The July, 1975, Apollo–Soyuz Test Project became Kubasov's second space mission and he was a flight engineer on it. Kubasov spent several hours in the Apollo command and docking modules. During this project Kubasov told the U.S. President Gerald Ford in a TV linkup, that they got "good space food... some juice, some coffee and a lot of water".

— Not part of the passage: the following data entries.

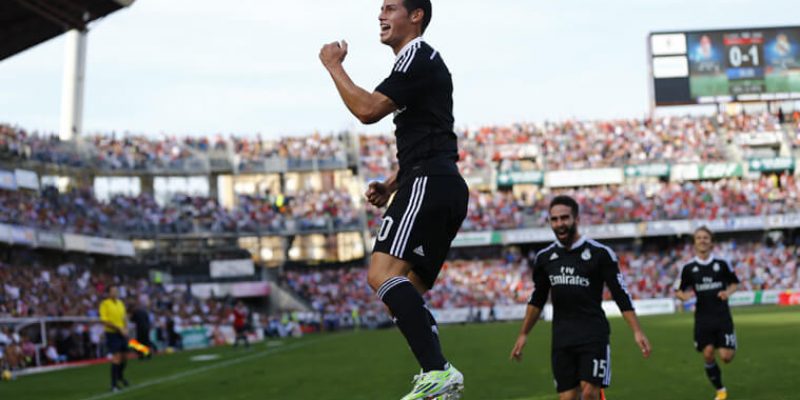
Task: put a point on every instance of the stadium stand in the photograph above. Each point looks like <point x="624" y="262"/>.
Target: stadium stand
<point x="290" y="202"/>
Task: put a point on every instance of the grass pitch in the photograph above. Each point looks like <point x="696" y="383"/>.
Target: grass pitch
<point x="378" y="365"/>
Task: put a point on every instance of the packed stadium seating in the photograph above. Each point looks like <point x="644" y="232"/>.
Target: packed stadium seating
<point x="340" y="298"/>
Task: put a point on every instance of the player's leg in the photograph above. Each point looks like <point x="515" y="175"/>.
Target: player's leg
<point x="422" y="288"/>
<point x="594" y="369"/>
<point x="571" y="394"/>
<point x="564" y="363"/>
<point x="726" y="355"/>
<point x="590" y="391"/>
<point x="115" y="360"/>
<point x="388" y="276"/>
<point x="727" y="343"/>
<point x="123" y="362"/>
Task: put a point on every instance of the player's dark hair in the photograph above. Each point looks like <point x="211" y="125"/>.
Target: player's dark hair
<point x="706" y="230"/>
<point x="568" y="201"/>
<point x="425" y="5"/>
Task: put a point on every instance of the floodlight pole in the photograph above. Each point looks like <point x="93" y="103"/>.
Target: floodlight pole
<point x="72" y="86"/>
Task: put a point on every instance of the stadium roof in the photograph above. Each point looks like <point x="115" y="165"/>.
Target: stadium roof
<point x="26" y="23"/>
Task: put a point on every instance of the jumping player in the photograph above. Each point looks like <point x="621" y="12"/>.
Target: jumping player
<point x="430" y="196"/>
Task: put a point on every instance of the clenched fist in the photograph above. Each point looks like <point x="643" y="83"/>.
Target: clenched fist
<point x="333" y="54"/>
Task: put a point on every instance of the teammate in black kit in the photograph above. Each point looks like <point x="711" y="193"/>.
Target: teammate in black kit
<point x="430" y="196"/>
<point x="713" y="281"/>
<point x="573" y="270"/>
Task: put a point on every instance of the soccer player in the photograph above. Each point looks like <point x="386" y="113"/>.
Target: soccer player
<point x="430" y="196"/>
<point x="713" y="281"/>
<point x="240" y="324"/>
<point x="113" y="317"/>
<point x="573" y="270"/>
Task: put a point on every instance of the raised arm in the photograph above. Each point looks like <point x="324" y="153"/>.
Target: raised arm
<point x="367" y="107"/>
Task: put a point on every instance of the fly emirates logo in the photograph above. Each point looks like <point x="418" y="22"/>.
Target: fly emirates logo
<point x="708" y="284"/>
<point x="568" y="277"/>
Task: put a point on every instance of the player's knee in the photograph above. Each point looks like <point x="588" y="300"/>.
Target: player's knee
<point x="590" y="393"/>
<point x="727" y="357"/>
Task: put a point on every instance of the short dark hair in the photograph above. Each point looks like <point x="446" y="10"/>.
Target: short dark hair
<point x="568" y="201"/>
<point x="425" y="5"/>
<point x="706" y="230"/>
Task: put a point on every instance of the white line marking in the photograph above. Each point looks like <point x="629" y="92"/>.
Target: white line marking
<point x="195" y="371"/>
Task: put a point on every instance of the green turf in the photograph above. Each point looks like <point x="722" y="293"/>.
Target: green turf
<point x="378" y="365"/>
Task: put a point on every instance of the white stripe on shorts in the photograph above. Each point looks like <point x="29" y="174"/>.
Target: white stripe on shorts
<point x="407" y="232"/>
<point x="404" y="222"/>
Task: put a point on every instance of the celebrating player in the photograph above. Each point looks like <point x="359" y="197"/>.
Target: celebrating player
<point x="713" y="281"/>
<point x="430" y="196"/>
<point x="114" y="318"/>
<point x="574" y="269"/>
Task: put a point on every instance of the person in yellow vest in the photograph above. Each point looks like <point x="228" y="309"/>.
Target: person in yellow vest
<point x="114" y="318"/>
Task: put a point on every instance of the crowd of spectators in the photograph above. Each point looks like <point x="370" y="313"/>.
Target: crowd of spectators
<point x="74" y="291"/>
<point x="336" y="293"/>
<point x="568" y="144"/>
<point x="78" y="211"/>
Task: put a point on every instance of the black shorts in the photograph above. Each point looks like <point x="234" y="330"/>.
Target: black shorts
<point x="718" y="334"/>
<point x="589" y="362"/>
<point x="422" y="221"/>
<point x="115" y="343"/>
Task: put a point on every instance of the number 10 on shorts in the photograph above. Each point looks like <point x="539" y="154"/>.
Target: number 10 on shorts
<point x="599" y="368"/>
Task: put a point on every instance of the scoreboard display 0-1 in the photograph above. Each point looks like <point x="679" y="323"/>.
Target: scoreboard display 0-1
<point x="721" y="66"/>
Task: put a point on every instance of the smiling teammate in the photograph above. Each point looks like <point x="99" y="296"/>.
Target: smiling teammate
<point x="713" y="281"/>
<point x="573" y="270"/>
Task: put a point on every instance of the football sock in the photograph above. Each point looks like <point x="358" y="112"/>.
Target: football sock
<point x="114" y="369"/>
<point x="414" y="321"/>
<point x="714" y="374"/>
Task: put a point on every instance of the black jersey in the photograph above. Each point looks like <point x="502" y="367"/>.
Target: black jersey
<point x="422" y="89"/>
<point x="575" y="280"/>
<point x="707" y="278"/>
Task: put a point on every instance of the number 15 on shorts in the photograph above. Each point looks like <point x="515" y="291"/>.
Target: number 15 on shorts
<point x="599" y="368"/>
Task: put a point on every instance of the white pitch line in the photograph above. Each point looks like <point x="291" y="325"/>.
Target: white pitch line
<point x="195" y="371"/>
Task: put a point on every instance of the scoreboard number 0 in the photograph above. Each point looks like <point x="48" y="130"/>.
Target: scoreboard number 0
<point x="735" y="56"/>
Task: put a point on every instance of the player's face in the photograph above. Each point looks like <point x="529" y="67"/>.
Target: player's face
<point x="395" y="22"/>
<point x="563" y="223"/>
<point x="702" y="242"/>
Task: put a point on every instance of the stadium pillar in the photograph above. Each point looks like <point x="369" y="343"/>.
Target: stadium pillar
<point x="72" y="86"/>
<point x="213" y="186"/>
<point x="147" y="185"/>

Kubasov's last spaceflight was aboard Soyuz 36 in 1980. During this flight, the Soyuz transported the crew that included Bertalan Farkas, the first Hungarian astronaut. Kubasov retired as a cosmonaut on 13 November 1993.

==Death==
Kubasov died in Moscow of natural causes on 19 February 2014, at the age of 79. He was survived by his wife Lyudmila Kurovskaya, daughter Ekaterina and son Dmitry.

==Awards==
- Twice Hero of the Soviet Union (1969, 1975)
- Pilot-Cosmonaut of the USSR (1969)
- Three Orders of Lenin (1969, 1975, 1980)
- Medal "For Merit in Space Exploration" (2011)
- Medal "Veteran of Labour" (1985)
- Tsiolkovsky Gold Medal of the Academy of Sciences of the USSR
- Hero of the Hungarian People's Republic
- Gold medal "For Merit in the Development of Science and Humanity" (Czechoslovakia)
- Medal "People's Technicist" (Yugoslavia)
- In 2000, Kubasov was inducted into the International Air & Space Hall of Fame at the San Diego Air & Space Museum.

Kubasov, along with Slayton and Brand, won the Yuri Gagarin Gold Medal from FAI in 1976.

Kubasov was also an honorary citizen of the following cities: Vyazniki, Kaluga, Vladimir, Karaganda, Arkalyk, New York City, Houston, San Francisco, Atlanta, Nashville, and Salt Lake City.